The thickness and morphology of the deposited SnO2 columns were characterized using scanning electron microscopy (SEM, FEI NovaNanoSEM 230, OR, USA), carried out at 15 kV. The crystallinity of the film was characterized using X-ray diffraction (XRD, Bruker d8 Advance, MA, USA), with Cu Kα radiation (λ = 1.5406 Å) and operated at 40 kV and 40 mA. The growth direction and crystal structure of the individual nanocolumns were confirmed using high-resolution transmission electron microscopy (HRTEM, JEOL JEM-2100F, MA, USA), carried out at 200 kV. The morphology of the CGO particle was imaged using transmission electron microscopy (TEM, FEI Transmission Electron Microscope, OR, USA). The elemental composition and purity of the thin films was analyzed using X-ray photoelectron spectroscopy (XPS, Physical Electronics 5000 Versa Probe II Scanning ESCA MN, USA).
All the electrochemical and electroanalytical experiments were carried out using a three-electrode setup, with the synthesized composite material on ITO as the working electrode, Ag/AgCl as the reference electrode, and platinum wire as the counter electrode. A CHI 760 bipotentiostat (CH Instruments, Austin, USA) was used for all the electrochemical measurements (cyclic voltammetry (CV), linear sweep voltammetry (LSV), and amperometric i–t curve). All the electrochemical solutions were prepared using ultra-pure deionized water. The experiments were performed using a phosphate buffer solution (PBS, pH 7.4) and purged with ultra-pure nitrogen gas. The CV and LSV measurements were carried out in a voltage rage of 0.8 to −0.8 (V), scanned at a rate of 100 mV s−1. We also employed the amperometric i–t curve technique, where the potential was fixed at −0.45 V and the current response was measured as a function of time. Following the electrochemical characterization of the electrode, the selectivity of the electrode for free chlorine was tested. An amperometric i–t curve was studied to determine the interference of different species including Na+, K+, Ca2+, NO3 −, and SO4 2−. At the fixed potential range (−0.45 V), the current response was measured with the addition of interfering compounds including, KCl (1.02 mM), KNO3 (1 mM), CaSO4 (0.98 mM), NaSO4 (0.96 mM), and NaCl (0.95 mM). All of these compounds were added at concentrations similar to those found in tap and recreational water sources.(Muñoz et al. 2015) Finally, Saint Louis City tap water (MO, 63130 USA) was used to analyze the performance of the electrode under real-world conditions.
Results and discussion
Material characterization and film fabrication
The SnO2 nanocolumns of the films deposited via ACVD had an average height of 4.8 µm and an average cross-section of 140 nm (Fig. 2c). XPS analysis was used to confirm the purity of the SnO2, and only showed a small carbon impurity peak that can be attributed to surface carbon (Fig. 2a). The XRD patterns obtained for the bare SnO2 films are consistent with that expected for cassiterite (PDF 01-071-5323), as shown in Fig. 2b. The pattern indicates preferential growth along the (211) plane, which is a high index plane that should have improved catalytic activity due to increased density of dangling bonds (Tian et al. 2007; Han et al. 2009).
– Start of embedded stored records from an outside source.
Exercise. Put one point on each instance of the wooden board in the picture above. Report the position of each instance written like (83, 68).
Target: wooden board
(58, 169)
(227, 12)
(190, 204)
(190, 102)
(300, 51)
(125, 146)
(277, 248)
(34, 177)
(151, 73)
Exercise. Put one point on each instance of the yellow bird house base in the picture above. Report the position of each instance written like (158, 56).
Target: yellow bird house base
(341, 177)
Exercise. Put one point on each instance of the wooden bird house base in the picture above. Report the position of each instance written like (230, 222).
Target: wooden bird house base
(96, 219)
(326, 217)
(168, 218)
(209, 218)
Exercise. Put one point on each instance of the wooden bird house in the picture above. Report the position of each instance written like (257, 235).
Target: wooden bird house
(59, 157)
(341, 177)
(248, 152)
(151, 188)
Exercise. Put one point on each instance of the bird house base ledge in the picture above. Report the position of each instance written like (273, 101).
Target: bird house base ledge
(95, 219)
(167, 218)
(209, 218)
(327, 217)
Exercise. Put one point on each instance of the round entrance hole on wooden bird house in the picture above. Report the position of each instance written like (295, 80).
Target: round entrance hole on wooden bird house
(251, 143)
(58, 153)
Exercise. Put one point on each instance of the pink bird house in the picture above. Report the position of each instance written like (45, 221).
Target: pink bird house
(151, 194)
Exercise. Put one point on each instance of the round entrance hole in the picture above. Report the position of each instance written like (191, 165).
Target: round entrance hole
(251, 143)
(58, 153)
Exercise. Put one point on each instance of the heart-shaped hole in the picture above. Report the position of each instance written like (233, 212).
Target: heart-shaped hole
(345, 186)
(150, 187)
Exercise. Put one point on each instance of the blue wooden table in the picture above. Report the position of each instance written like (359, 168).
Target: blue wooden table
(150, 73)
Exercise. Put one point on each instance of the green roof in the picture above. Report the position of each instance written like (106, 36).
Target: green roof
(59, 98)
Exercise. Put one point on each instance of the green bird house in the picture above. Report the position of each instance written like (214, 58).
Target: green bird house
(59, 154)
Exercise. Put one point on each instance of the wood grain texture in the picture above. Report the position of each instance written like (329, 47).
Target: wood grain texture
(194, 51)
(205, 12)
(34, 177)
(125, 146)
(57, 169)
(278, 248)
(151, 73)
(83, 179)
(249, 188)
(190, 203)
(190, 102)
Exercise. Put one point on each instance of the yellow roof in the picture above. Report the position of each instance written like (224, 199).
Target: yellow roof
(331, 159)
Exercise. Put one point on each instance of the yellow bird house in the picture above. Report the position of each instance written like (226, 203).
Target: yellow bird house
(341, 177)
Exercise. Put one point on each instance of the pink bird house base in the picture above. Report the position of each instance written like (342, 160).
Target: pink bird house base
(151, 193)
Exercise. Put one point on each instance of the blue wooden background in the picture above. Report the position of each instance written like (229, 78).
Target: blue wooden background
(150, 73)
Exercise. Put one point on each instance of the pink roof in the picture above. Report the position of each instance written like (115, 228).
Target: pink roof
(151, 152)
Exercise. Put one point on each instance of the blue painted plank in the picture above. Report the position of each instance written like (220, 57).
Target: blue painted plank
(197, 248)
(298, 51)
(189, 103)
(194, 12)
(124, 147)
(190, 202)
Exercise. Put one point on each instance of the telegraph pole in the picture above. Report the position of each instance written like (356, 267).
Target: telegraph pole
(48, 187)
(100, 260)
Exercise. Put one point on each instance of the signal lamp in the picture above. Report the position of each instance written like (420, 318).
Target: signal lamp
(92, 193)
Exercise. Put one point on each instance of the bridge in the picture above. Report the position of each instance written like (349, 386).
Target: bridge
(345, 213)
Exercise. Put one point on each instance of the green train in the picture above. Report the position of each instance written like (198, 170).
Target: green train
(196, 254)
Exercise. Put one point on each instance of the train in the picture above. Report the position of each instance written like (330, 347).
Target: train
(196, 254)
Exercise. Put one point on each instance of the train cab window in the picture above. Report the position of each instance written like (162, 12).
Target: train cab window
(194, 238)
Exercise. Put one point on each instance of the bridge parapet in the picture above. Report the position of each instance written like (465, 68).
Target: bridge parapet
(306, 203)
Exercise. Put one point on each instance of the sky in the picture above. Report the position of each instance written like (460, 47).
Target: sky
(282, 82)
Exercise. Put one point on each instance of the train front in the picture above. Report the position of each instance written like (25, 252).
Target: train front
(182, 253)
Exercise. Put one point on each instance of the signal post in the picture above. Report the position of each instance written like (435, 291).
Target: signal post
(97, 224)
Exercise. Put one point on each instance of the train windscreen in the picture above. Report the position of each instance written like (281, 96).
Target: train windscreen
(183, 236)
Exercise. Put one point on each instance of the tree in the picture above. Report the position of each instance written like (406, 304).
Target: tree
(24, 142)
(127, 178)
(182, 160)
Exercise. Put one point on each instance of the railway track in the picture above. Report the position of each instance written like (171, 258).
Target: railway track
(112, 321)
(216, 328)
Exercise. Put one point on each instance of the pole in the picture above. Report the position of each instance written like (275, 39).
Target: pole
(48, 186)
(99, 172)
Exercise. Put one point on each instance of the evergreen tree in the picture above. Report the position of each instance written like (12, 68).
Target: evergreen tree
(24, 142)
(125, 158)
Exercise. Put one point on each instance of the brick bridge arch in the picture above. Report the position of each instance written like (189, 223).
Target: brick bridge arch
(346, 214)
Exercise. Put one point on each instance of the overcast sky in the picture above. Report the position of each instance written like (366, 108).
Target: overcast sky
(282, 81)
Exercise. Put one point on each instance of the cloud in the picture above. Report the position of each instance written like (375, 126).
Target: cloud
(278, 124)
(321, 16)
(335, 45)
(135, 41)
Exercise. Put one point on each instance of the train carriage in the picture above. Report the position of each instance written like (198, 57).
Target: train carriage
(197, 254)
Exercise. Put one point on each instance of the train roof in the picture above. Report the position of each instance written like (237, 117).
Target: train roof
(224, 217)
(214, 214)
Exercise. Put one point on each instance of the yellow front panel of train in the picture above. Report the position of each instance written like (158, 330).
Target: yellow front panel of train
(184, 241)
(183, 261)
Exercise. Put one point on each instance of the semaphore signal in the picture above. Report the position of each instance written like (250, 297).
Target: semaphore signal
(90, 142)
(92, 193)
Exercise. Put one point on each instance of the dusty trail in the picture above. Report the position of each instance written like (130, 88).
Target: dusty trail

The graphene oxide sheets were crumpled using electrospray and then deposited onto the SnO2 nanostructured thin film, with the composite film shown in Fig. 2d. The voltage is adjusted to create a stable Taylor cone-jet at the tip of the needle, resulting in the production of monodispersed droplets. The charged droplets then travel in the electric field towards the substrate. As the droplet travels towards the substrate, the solvent evaporates causing a confinement (capillary) force that crumples the GO sheets. The solvent is completely evaporated before reaching the substrate. The crumpled nanoparticles deposit and adhere to the nanostructured SnO2 thin films via van der Waals forces. The CGO nanoparticle, shown in Fig. 2f had an average diameter of around 200 nm. The total amount of CGO deposited on the electrode was about 4.5 µg. The SnO2 base films decorated with CGO were characterized by SEM (Fig. 2c–e). The base columnar structure of the thin films remained the same before and after CGO deposition, with some breakage of the columnar structure upon CGO loading. As shown by the high magnification SEM images, the CGO coated the surface of the nanocolumns (Fig. 2e). The use of CGO increases the surface area as compared to GO sheets by preventing sheet aggregation due to pi–pi interactions. In addition, the SnO2 base layer acts as a template for the graphene material, which further increases the available surface area as compared to crumpled sheets deposited on a surface.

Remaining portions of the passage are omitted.